Question

Compute the derivative of the given function. $$h(t)=e^{3 t^{2}+t-1}$$

Short answer

The derivative is \( h'(t) = (6t + 1) e^{3t^2 + t - 1} \).

Step-by-step solution

Identify the Function and Exponent

The function to differentiate is given as \( h(t) = e^{3t^2 + t - 1} \). Here, \(3t^2 + t - 1\) is the exponent of the natural exponential function \( e \).

Apply the Chain Rule

To differentiate \( h(t) \), we apply the chain rule. The chain rule states that the derivative of \( e^{u(t)} \) is \( e^{u(t)} \cdot u'(t) \). Here, \( u(t) = 3t^2 + t - 1 \).

Differentiate the Exponent

Find the derivative of \( u(t) = 3t^2 + t - 1 \). The derivative is obtained by differentiating term-by-term: \( \frac{d}{dt}(3t^2) = 6t \), \( \frac{d}{dt}(t) = 1 \), and \( \frac{d}{dt}(-1) = 0 \). Hence, \( u'(t) = 6t + 1 \).

Combine Results to Find the Derivative

Using the chain rule, the derivative of \( h(t) = e^{3t^2 + t - 1} \) is \( h'(t) = e^{3t^2 + t - 1} \cdot (6t + 1) \). Therefore, \( h'(t) = (6t + 1) e^{3t^2 + t - 1} \).

Key concepts

chain rule

The chain rule is a fundamental concept in calculus used to differentiate composite functions. You often need it when you're dealing with a function inside another function, like in this exercise where the function is of the form \( e^{u(t)} \).To apply the chain rule, you follow these steps:

• Identify the inner function, \( u(t) \), which in this circumstance is \( 3t^2 + t - 1 \).
• Differentiate \( u(t) \) to find \( u'(t) \).
• Multiply the derivative of the outer function with respect to \( u(t) \) by \( u'(t) \).

This means that for the given function \( h(t) = e^{u(t)} \), its derivative \( h'(t) \) is \( e^{u(t)} \cdot u'(t) \). It's like peeling back layers of an onion, dealing with one function at a time.

exponential function

An exponential function is characterized by having a constant base raised to a variable exponent. Here, the base is the mathematical constant \( e \) (approximately 2.718), making it a 'natural exponential function'.Natural exponential functions, like \( e^x \), have a unique property: they are their own derivatives. This property simplifies differentiation because when differentiating \( e^{u(t)} \):

• The base \( e \) stays the same after differentiation, simplifying expressions.
• The exponent function itself, \( u(t) \), has to be differentiated separately.

In this exercise, \( e \) remains constant, and you primarily work with the exponent to apply the chain rule effectively.

differentiation

Differentiation is the process of finding how a function changes as its input changes. It's a central operation in calculus and is used to determine rates of change and slopes of curves.To differentiate a function means to find its derivative.
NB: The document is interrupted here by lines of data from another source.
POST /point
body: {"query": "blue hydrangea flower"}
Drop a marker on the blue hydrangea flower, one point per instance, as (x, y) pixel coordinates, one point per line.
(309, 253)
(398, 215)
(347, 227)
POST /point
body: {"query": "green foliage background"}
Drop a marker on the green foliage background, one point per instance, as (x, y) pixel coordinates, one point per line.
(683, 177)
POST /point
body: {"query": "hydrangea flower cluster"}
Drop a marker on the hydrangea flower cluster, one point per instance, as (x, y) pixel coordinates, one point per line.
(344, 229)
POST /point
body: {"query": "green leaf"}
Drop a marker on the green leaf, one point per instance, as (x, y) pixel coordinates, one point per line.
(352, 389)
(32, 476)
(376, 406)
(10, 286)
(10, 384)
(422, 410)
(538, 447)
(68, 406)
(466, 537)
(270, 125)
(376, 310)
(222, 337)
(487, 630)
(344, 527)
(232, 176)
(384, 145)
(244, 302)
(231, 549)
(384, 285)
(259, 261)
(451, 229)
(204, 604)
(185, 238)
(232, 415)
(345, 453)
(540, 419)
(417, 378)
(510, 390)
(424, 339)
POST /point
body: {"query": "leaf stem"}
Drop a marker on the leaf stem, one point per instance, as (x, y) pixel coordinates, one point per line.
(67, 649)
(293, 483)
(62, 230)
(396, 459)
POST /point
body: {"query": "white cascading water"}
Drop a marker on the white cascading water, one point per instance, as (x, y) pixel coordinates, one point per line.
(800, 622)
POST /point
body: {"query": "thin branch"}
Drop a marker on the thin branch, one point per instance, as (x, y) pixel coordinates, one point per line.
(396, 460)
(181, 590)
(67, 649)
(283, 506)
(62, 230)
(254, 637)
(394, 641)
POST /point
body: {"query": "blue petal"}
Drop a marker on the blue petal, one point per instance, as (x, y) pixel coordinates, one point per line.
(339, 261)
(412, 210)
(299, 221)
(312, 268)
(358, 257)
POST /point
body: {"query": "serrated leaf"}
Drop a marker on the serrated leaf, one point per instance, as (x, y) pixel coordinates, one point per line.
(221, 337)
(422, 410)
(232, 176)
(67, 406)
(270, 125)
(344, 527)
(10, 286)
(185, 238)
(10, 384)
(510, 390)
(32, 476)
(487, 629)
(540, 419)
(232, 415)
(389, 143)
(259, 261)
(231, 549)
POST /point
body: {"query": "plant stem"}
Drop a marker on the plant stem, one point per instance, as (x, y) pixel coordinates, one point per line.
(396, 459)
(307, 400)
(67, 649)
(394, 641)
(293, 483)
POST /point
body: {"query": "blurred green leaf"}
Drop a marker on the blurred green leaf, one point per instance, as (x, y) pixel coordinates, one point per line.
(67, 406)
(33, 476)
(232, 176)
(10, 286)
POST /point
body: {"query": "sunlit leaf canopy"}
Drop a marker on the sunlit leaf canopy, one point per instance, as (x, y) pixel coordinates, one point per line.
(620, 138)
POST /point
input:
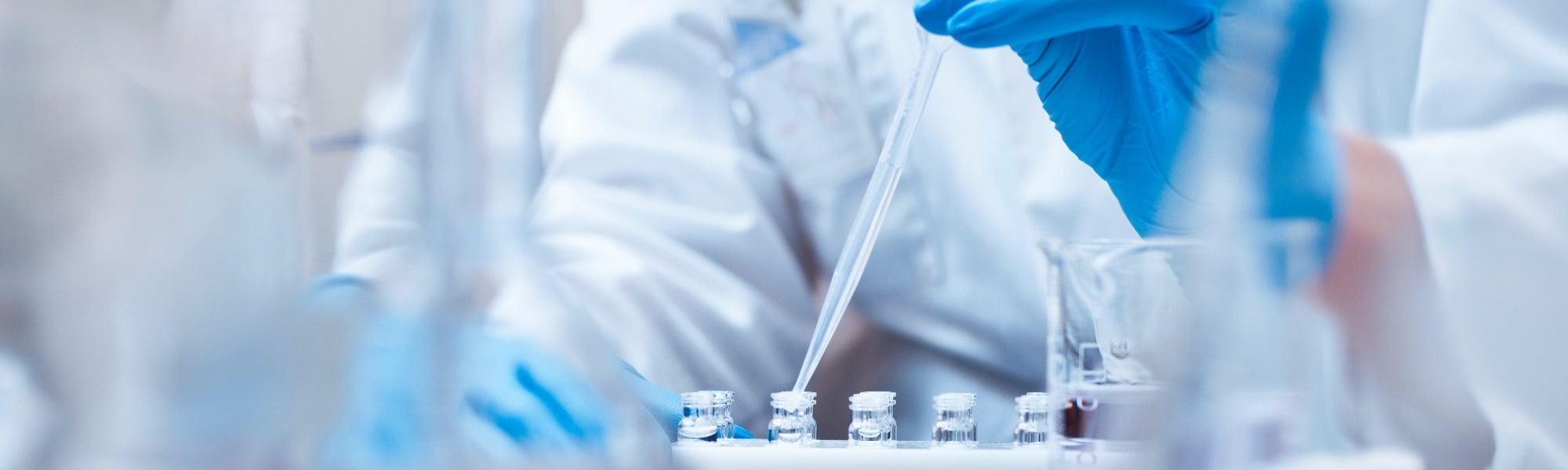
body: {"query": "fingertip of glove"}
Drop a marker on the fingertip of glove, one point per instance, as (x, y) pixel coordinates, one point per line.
(975, 28)
(932, 14)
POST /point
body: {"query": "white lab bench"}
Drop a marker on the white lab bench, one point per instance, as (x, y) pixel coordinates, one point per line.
(829, 455)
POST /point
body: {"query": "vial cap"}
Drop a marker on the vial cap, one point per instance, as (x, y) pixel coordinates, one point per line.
(954, 402)
(794, 400)
(699, 399)
(873, 400)
(1034, 402)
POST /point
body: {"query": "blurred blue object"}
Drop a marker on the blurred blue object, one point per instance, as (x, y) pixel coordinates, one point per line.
(515, 391)
(1119, 80)
(664, 405)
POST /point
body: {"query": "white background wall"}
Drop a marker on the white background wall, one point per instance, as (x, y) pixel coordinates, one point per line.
(355, 42)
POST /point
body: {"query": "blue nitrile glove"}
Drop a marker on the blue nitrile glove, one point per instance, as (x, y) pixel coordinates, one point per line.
(512, 392)
(532, 397)
(664, 405)
(1119, 80)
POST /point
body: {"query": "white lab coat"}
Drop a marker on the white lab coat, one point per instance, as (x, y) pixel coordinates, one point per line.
(700, 187)
(694, 202)
(1473, 97)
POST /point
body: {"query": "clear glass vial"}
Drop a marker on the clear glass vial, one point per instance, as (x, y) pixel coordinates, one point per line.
(1034, 421)
(793, 419)
(725, 403)
(956, 421)
(873, 419)
(700, 422)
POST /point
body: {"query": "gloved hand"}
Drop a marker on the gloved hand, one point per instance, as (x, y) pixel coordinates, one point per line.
(1119, 80)
(518, 400)
(532, 397)
(664, 405)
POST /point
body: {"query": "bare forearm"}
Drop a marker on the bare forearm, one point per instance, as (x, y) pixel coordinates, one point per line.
(1388, 303)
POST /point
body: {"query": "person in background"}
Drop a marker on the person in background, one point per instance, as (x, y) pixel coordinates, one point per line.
(705, 165)
(1439, 158)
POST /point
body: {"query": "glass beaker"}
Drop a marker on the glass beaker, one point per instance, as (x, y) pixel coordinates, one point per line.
(1155, 342)
(1109, 301)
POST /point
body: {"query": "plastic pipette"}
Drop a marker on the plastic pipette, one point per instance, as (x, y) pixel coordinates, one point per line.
(874, 207)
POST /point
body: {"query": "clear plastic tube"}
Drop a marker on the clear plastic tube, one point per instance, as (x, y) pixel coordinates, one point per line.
(874, 207)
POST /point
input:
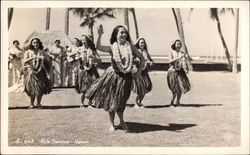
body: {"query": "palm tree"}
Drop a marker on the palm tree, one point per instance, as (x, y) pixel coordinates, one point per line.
(235, 70)
(91, 15)
(135, 22)
(66, 28)
(47, 18)
(215, 16)
(10, 15)
(126, 19)
(178, 20)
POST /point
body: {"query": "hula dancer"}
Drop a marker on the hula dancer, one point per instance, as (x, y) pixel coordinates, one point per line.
(36, 62)
(87, 72)
(142, 83)
(112, 90)
(177, 79)
(72, 62)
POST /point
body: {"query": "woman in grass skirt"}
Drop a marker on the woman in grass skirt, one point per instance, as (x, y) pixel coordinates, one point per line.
(72, 62)
(177, 79)
(142, 83)
(112, 90)
(87, 72)
(36, 63)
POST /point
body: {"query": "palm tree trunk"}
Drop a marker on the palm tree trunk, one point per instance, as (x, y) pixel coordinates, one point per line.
(235, 69)
(178, 20)
(126, 21)
(66, 28)
(91, 32)
(135, 21)
(10, 15)
(224, 43)
(47, 18)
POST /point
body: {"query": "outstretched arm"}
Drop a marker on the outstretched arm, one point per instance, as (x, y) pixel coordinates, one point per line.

The derivative provides important information about the function, such as:

• Where it is increasing or decreasing.
• The location of maximum or minimum values.
• The slope of the function at any point.

In this specific problem, you differentiate \( h(t) \) to understand how it changes with respect to \( t \). Using methods like the chain rule helps to break down complex functions into simpler parts, making differentiation straightforward.

exponent

An exponent in mathematics refers to the power to which a number or expression is raised. It essentially represents repeated multiplication.In this exercise, the exponent \( 3t^2 + t - 1 \) is of a special type: it's a polynomial function. To deal with exponents like this in differentiation:

• Understand what the exponent represents (in this case, an expression of \( t \)).
• Differentiation involves writing an expression for the rate at which this exponent changes.
• Apply the derivative to each term separately: for example, the derivative of \( 3t^2 \) is \( 6t \).

This understanding helps compute the overall derivative accurately, especially when using rules like the chain rule.